ANTONIO: And fierceness without falter!

HELENA: I am thine, Thine more than immortality is G.o.d's!

Hear, does the nightingale not tell it thee?

The stars do they not tremble it, the moon Murmur it argently into thine eyes?

ANTONIO: Ah, sorceress! You need but breathe to put Abysm from us; but build words to float us On infinite ecstasy. (_Kisses her._)

HELENA: How, how thy kisses Sing in me!

ANTONIO: From my heart they do but send Echoes born of thy beauty mid its strings!

HELENA: Then would I lean forever at thy lips, Lose no reverberance, no ring, no waft, Hear nothing everlastingly but them!

(_A mournful chant is borne from the Convent. They slowly unclasp, awed._)

ANTONIO: Weary with vigil does it swell and sink, Moaning the dead.

HELENA: Ah, no!
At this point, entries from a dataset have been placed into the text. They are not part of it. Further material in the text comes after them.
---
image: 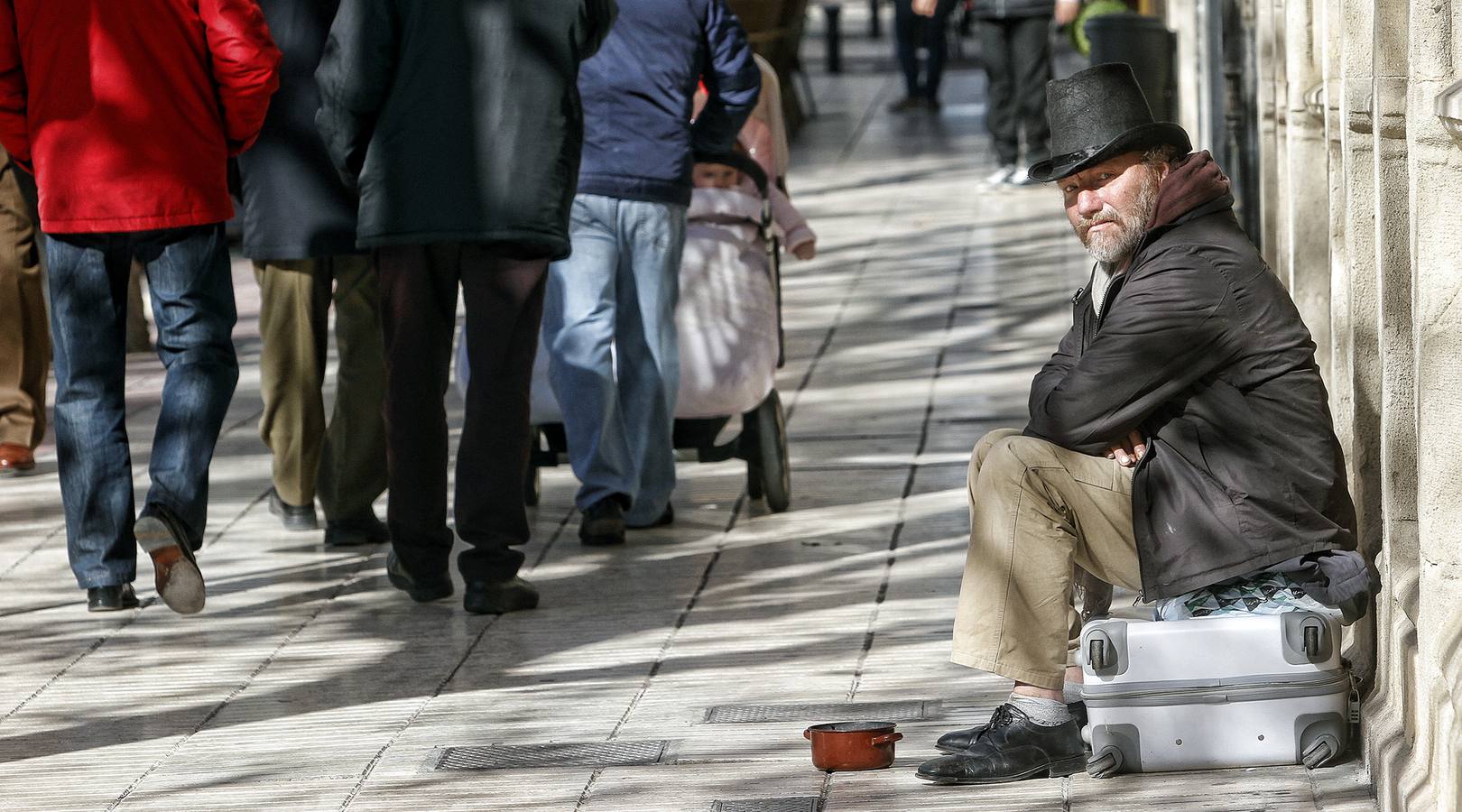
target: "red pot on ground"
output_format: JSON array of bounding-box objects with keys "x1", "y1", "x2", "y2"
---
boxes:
[{"x1": 802, "y1": 722, "x2": 903, "y2": 772}]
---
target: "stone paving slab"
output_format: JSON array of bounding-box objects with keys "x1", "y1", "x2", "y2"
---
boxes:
[{"x1": 0, "y1": 14, "x2": 1374, "y2": 812}]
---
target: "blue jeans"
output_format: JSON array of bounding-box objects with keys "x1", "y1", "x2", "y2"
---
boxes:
[
  {"x1": 542, "y1": 194, "x2": 686, "y2": 524},
  {"x1": 45, "y1": 225, "x2": 238, "y2": 588}
]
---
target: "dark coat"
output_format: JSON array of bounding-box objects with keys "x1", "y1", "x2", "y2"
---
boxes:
[
  {"x1": 1026, "y1": 194, "x2": 1356, "y2": 600},
  {"x1": 579, "y1": 0, "x2": 762, "y2": 206},
  {"x1": 316, "y1": 0, "x2": 614, "y2": 259},
  {"x1": 238, "y1": 0, "x2": 358, "y2": 260}
]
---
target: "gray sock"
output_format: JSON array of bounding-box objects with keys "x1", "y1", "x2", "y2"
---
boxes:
[
  {"x1": 1061, "y1": 682, "x2": 1082, "y2": 706},
  {"x1": 1010, "y1": 694, "x2": 1071, "y2": 727}
]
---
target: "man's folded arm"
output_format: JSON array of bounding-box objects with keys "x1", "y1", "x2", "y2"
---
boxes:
[{"x1": 1026, "y1": 253, "x2": 1231, "y2": 456}]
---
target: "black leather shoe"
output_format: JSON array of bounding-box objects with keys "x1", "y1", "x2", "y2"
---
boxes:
[
  {"x1": 579, "y1": 496, "x2": 625, "y2": 548},
  {"x1": 269, "y1": 488, "x2": 320, "y2": 531},
  {"x1": 934, "y1": 703, "x2": 1087, "y2": 752},
  {"x1": 917, "y1": 703, "x2": 1087, "y2": 784},
  {"x1": 462, "y1": 578, "x2": 538, "y2": 614},
  {"x1": 132, "y1": 503, "x2": 208, "y2": 614},
  {"x1": 625, "y1": 505, "x2": 675, "y2": 531},
  {"x1": 386, "y1": 550, "x2": 452, "y2": 604},
  {"x1": 325, "y1": 510, "x2": 391, "y2": 548},
  {"x1": 87, "y1": 584, "x2": 137, "y2": 612}
]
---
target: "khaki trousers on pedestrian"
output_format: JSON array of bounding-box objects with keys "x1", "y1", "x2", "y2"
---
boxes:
[
  {"x1": 254, "y1": 255, "x2": 386, "y2": 520},
  {"x1": 0, "y1": 149, "x2": 51, "y2": 450},
  {"x1": 950, "y1": 429, "x2": 1141, "y2": 689}
]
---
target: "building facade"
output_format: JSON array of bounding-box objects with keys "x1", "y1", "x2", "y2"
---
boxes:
[{"x1": 1161, "y1": 0, "x2": 1462, "y2": 812}]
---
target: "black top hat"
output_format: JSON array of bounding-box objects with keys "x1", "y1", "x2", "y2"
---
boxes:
[{"x1": 1031, "y1": 63, "x2": 1193, "y2": 181}]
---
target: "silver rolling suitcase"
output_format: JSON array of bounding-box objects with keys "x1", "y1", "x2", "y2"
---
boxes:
[{"x1": 1079, "y1": 612, "x2": 1354, "y2": 777}]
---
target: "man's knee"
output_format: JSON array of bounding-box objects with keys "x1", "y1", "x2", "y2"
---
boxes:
[{"x1": 969, "y1": 428, "x2": 1021, "y2": 489}]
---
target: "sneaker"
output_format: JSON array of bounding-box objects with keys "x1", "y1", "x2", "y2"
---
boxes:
[
  {"x1": 579, "y1": 496, "x2": 625, "y2": 546},
  {"x1": 386, "y1": 550, "x2": 452, "y2": 604},
  {"x1": 132, "y1": 503, "x2": 208, "y2": 614},
  {"x1": 462, "y1": 578, "x2": 538, "y2": 614},
  {"x1": 625, "y1": 505, "x2": 675, "y2": 531},
  {"x1": 917, "y1": 703, "x2": 1087, "y2": 784},
  {"x1": 979, "y1": 163, "x2": 1014, "y2": 186},
  {"x1": 325, "y1": 510, "x2": 391, "y2": 548},
  {"x1": 269, "y1": 488, "x2": 320, "y2": 531}
]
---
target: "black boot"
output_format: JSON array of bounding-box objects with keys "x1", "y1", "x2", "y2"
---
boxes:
[{"x1": 918, "y1": 703, "x2": 1087, "y2": 784}]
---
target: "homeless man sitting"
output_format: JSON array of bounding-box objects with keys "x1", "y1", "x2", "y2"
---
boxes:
[{"x1": 918, "y1": 64, "x2": 1372, "y2": 784}]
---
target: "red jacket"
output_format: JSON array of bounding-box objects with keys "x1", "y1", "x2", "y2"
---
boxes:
[{"x1": 0, "y1": 0, "x2": 281, "y2": 234}]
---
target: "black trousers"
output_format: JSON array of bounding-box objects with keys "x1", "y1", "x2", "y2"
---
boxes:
[
  {"x1": 979, "y1": 14, "x2": 1051, "y2": 165},
  {"x1": 375, "y1": 243, "x2": 549, "y2": 581}
]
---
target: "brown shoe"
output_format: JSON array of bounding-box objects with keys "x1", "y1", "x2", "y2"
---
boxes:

There are no dead To-night in all the world. Could G.o.d see them Lie cold and wondrous still, while we are rich In warmth and throb!

ANTONIO: Yet, hear. The funeral tread Of the old sea sighs in each strain, and breaks.

HELENA: As I were drowned and heard it over me, It cometh--cometh!

(_Her head droops back on his arm. A pause._)

ANTONIO (_touching her face_): Cold! cold!--your lips--your brow!

And you are pale as with a prophecy!

HELENA: Oh--oh!

ANTONIO: Your spirit is not in you but Afar and suffering!

HELENA: A vision sweeps me.

ANTONIO: Awake from it!

HELENA (_recovering_): A waste of waves that beat Upon a cliff--and beat! Yet thou and I Had place in it.

ANTONIO: Come to yon arbour, come.

The moon has looked too long on the sad earth, And can reflect but sorrow.